3.b) How far are they incompatible with each other? (6)
Having just said these two accounts seem incompatible on the surface we need to look deeper to see if they really are.
Of course religious and (scientific) fundamentalists could never accept that a blend or XXX of these two apparently opposing viewpoints could by possible. Religious fundamentalists fear that science is trying to do away with God and that Heaven and Hell are utterly real and that 6 days means just that. While scientific fundamentalists feel that to speculate that a God might have created the universe through the mechanism of the ‘Big Bang’ and that evolution equally might merely be another device God has used to realise human potential is to compromise the very rationality upon with science is based.

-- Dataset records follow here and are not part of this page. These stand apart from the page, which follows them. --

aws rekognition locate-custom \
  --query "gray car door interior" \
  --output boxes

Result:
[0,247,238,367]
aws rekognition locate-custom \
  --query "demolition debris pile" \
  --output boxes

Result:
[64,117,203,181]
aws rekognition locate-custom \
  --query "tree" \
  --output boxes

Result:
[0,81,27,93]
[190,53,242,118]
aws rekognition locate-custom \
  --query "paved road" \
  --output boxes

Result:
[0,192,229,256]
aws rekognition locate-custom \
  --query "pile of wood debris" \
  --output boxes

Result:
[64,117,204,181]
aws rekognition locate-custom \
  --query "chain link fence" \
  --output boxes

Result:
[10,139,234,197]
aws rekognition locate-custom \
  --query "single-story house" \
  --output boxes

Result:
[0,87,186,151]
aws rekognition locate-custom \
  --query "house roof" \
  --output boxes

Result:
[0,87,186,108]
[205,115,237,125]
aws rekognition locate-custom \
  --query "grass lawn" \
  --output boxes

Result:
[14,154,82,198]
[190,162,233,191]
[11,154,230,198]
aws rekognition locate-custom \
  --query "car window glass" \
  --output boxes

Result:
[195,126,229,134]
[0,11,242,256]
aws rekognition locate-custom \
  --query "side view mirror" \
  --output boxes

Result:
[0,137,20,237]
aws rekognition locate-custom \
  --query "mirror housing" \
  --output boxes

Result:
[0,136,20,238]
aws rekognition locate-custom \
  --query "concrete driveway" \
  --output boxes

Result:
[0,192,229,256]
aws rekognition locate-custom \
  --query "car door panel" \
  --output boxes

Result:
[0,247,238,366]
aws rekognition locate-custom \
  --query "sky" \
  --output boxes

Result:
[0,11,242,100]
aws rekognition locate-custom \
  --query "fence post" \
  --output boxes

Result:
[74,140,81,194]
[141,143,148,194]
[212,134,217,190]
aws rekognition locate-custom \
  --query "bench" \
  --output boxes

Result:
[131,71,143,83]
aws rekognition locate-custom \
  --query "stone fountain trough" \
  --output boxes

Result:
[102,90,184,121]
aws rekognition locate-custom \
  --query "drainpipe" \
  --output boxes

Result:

However, fortunately, these close-minded folk are, today, in the minority and many on both sides of the divide can see the differences as well as the similarities between the two. Indeed many famous Christian philosophers have seen that the two can go hand in hand. Teilhard de Chardin said “All roads to the truth lead to one God” and St. Anselm believed that reasoned argument can strengthen faith though it is no substitute for true commitment to God. In fact in 1884 Archbishop Temple declared that it was “impossible for science to rule out that we might be made in God’s image“.
Scientists too have counted among there number many who have also been able to believe in a creator God: notably Einstein and Newton. Einstein believed that “science without religion is lame (While) religion without science is blind” – Perhaps partially a reference to the way Galileo’s scientific discoveries were greeted by the medieval church! While Isaac Newton was convinced of a “being, incorporeal, living, intelligent, omnipresent” by rational reflection on the orderliness of nature.
Perhaps we should let Francis Bacon have the final say: “We have a book of God’s words (the Bible) and a book of God’s works (nature) (and) both should complement each other.”